Il y a trois ans, Assura jetait un pavé dans la mare. Un courrier destiné à ses assurés proposait de se faire opérer des yeux à l’étranger via la société Novacorpus, à des prix bien plus bas qu’en Suisse. La chirurgie au laser dite «réfractive» n’étant pas remboursée par l’assurance de base, beaucoup ont franchi le pas. Mais, au-delà d’un simple intérêt financier, le tourisme médical pose d’autres questions.
De quoi parle-t-on?
Etant donné le niveau de l’offre de santé dans notre pays, deux raisons peuvent pousser des citoyens suisses à se rendre dans une autre contrée pour y subir une intervention: des prix plus attractifs ou une prestation qui n’est pas fournie chez nous. Selon une recherche publiée en juin 2011, par des étudiants de l’Université de Genève, les principales opérations concernées par le tourisme médical sont les chirurgies réfractive (yeux), dentaire et esthétique. Ce constat est toujours d’actualité.
Intéressant financièrement?
C’est le principal atout du tourisme médical: les prix pratiqués à l’étranger peuvent être bien plus bas, même si l’on prend en compte les frais de transport et de séjour. Novacorpus, le principal prestataire de ce genre de services en Suisse, propose par exemple de la chirurgie réfractive au laser à 999 fr. par œil en Turquie, examens et séjour en clinique privée inclus. Pour les clients d’Assura, le prix passera à 925 fr., soit 1850 fr. pour les deux yeux.
En comparaison, l’une des offres les moins chères en Suisse est celle que le Groupe Mutuel propose à ses assurés auprès de son partenaire lausannois MV Santé Vision pour 3600 fr. les deux yeux. Ainsi, et même si l’on ajoute le prix du transport en avion (compter environ 300 fr. aller-retour), l’offre turque peut faire baisser la facture de près de 1500 fr. (lire «Des prix qui en valent le coup d’œil»*, BàS 11/2010).
Et l’assurance?
Le tourisme médical a, et c’est logique, un intérêt pour les soins qui ne sont justement pas remboursés par l’assurance de base. Il se peut toutefois qu’ils rentrent dans le champ d’une complémentaire. Si vous vous rendez chez un dentiste en France pour la pose d’une couronne, par exemple, la couverture complémentaire pour soins dentaires prend parfois une partie des frais en charge. Mais les prestations varient bien sûr d’un assureur à l’autre. A la CSS, les conditions générales stipulent ainsi que les prestations à l’étranger ne sont prises en charge «que si le retour de l’assuré ne peut être exigé». Denta Plus, d’Assura, ne rembourse que si le dentiste est domicilié en Suisse ou dans une zone frontalière.

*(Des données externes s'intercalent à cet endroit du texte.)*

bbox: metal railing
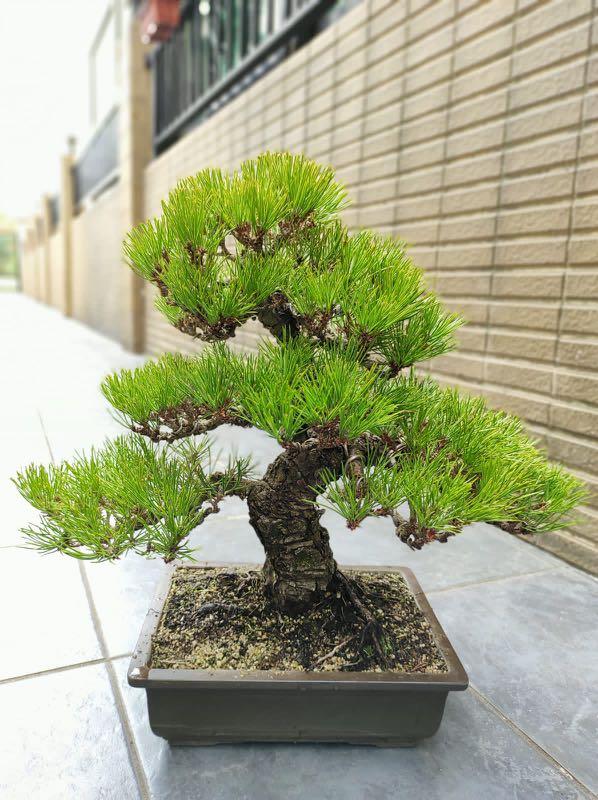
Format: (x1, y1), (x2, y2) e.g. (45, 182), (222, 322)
(152, 0), (338, 152)
(73, 106), (119, 206)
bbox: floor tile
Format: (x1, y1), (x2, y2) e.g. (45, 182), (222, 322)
(430, 567), (598, 792)
(85, 554), (167, 656)
(0, 548), (101, 680)
(0, 664), (139, 800)
(119, 660), (584, 800)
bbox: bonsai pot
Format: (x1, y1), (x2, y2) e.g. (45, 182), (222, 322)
(128, 565), (468, 746)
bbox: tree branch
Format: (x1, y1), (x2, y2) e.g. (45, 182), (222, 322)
(131, 401), (251, 442)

Pour sa part, l’offre Dental, de Sanitas, est valable si les traitements sont assurés «par des dentistes en Suisse ou à l’étranger». C’est le cas également d’Helsana, à condition que le praticien dispose d’une formation scientifique «équivalente à la formation suisse». Il convient donc de bien lire les conditions générales de son assurance complémentaire.
Y a-t-il des risques?
Lorsqu’on parle de tourisme médical, un point noir est souvent mentionné: le suivi des soins, qui ne pourrait être assuré par le même praticien, à moins de retourner à chaque fois sur les lieux. Ce qui peut être compliqué et onéreux. Il faut donc s’assurer qu’un médecin prendra le relais dès le retour.

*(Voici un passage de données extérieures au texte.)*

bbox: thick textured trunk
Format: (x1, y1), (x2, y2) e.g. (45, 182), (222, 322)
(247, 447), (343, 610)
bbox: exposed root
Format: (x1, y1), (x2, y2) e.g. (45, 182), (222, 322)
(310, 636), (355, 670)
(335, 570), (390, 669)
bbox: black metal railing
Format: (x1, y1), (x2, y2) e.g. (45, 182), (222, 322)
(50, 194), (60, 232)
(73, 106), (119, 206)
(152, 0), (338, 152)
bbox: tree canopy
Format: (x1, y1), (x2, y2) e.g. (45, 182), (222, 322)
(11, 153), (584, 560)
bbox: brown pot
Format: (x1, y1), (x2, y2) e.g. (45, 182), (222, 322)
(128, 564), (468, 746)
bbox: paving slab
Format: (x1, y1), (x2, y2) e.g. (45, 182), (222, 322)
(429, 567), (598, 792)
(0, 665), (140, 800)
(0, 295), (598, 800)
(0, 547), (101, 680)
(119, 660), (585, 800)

De plus, si aucune assurance complémentaire prenant en charge les risques de complications post opératoires n’est proposée par le prestataire de tourisme médical, il convient de vérifier si l’on est couvert par un autre biais et, dans le cas contraire, trouver soi-même un service équivalent.
Enfin, la Fédération suisse des patients estime que le principal risque concerne les standards de qualité qui diffèrent, notamment au niveau de l’hygiène. Car s’ils sont connus pour être élevés en Suisse, difficile d’en être sûr dans un pays étranger, surtout s’il est lointain. Une visite préalable sur les lieux peut s’avérer utile, mais elle alourdit d’autant la note finale.